U.S. Sen. Tim Kaine, who returned to Capitol Hill this week after his failed bid for the vice presidency, said Thursday he doesn't have any plans to run for the White House in 2020.
"I want to be in the Senate for a long time. I’ve learned about what I’m good at and, frankly, where I think I can do the most good," Kaine said in a telephone interview.
The Virginia Democrat, who is running for re-election in 2018, said he doesn't think the executive branch of the federal government needs repairs but Congress "needs a lot of fixing."
Kaine strongly condemned one of President-elect Donald Trump's first staff appointments but said he wants to see specifics of the Republican's executive actions or proposed legislation on issues such as climate change, health care and immigration before offering his views.
"I don’t think we need to prejudge actions that he may take and then opine about them. ... He gets the ability to say "OK, this is what we're trying to do,' " said Kaine, who opposed many of Trump's pledges during the presidential campaign.
For example, Kaine said he's encouraged that Trump has already softened his objections to major components of the Affordable Care Act.
But Kaine said he won't stop loudly objecting to Trump naming Norfolk native Steve Bannon as his chief White House strategist and senior counselor.

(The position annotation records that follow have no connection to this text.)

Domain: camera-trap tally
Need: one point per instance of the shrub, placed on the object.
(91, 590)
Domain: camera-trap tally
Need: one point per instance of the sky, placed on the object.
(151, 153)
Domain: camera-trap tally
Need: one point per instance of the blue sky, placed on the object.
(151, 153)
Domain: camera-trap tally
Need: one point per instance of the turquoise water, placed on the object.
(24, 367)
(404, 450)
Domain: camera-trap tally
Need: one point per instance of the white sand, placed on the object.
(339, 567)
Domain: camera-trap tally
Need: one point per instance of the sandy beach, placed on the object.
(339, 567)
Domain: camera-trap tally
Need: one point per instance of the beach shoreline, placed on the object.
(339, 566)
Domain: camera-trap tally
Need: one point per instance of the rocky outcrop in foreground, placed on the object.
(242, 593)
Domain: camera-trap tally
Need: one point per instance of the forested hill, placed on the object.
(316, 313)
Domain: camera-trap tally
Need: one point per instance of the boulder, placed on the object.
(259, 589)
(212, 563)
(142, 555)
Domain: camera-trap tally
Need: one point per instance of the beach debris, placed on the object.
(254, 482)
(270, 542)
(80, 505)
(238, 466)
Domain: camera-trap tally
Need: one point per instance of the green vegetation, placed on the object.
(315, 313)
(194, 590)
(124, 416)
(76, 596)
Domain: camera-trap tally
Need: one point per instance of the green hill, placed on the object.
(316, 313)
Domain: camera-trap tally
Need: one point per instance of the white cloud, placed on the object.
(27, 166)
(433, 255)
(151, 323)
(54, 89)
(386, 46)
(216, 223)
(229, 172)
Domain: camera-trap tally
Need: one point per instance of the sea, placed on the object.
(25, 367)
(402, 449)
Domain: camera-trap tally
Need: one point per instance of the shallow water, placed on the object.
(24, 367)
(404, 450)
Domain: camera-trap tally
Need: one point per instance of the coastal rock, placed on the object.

"When your top appointment in the White House – your principal adviser – is somebody with ties to white nationalism and anti-Semitism, that is exactly in my view what a president should not do," Kaine said.
"I don’t think that's something that should ever be normalized. ...This is a very big thing that is highly disturbing. ... We’re not going allow anti-Semitism and white nationalism to be normalized in the greatest government in in the world."